Prophase I is the longest and most complex stage in meiosis.


The key events are:
* the pairing of homologous chromosomes (bivalents)
* the exchange of chromatid material at chiasmata (crossing over)

Metaphase I
* At the start of metaphase I, the spindle will have formed.
* As in mitosis, the chromosomes assemble on the equator of the spindle.

How does the arrangement of chromosomes differ from that at metaphase of mitosis?
The key difference in meiosis metaphase I is that the chromosomes are joined in homologous pairs
(bivalents).
Anaphase I
* At anaphase I the chromosomes in each bivalent separate. (In mitosis, the chromatids separate)
* As a result of anaphase I, each pole receives only one of each homologous pair of chromosomes.
* As in mitosis, the contraction of the spindle fibres pulls the homologous chromosomes apart.
Each pole receives a haploid number of chromosomes.

Telophase I
* The chromosomes reach the opposite poles of the spindle.
* The nuclear envelope forms around each group of haploid chromosomes.
* Usually the chromosomes stay in their condensed form and meiosis II follows on straight away.
* Cytokinesis occurs to produce two haploid cells.

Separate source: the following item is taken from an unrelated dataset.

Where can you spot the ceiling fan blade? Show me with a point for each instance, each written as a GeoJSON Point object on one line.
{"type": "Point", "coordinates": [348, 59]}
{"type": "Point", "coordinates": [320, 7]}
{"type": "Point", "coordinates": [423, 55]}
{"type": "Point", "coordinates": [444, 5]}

What has happened to the number of chromosomes in each cell at the end of meiosis I?

Meiosis II

Prophase II
* The new spindle fibres develop at right angles to the old spindle.

Metaphase II
* The separate chromosomes arrange themselves on the equator of the spindle.
* Each chromosome attaches to a spindle fibre by means of its centromere.

How is this different from the arrangement of chromosomes at metaphase I of meiosis?


Anaphase II
* The centromeres divide.
* The spindle fibres contract to pull the two chromatids to the poles, centromere first.

How is this different from the events that take place at anaphase I of meiosis?

Telophase II
* On reaching the poles, the chromatids lengthen and become indistinct.
* The spindle disappears and nuclear envelope reforms.
* Cytokinesis takes place, resulting in four haploid cells, each with a different genetic make-up.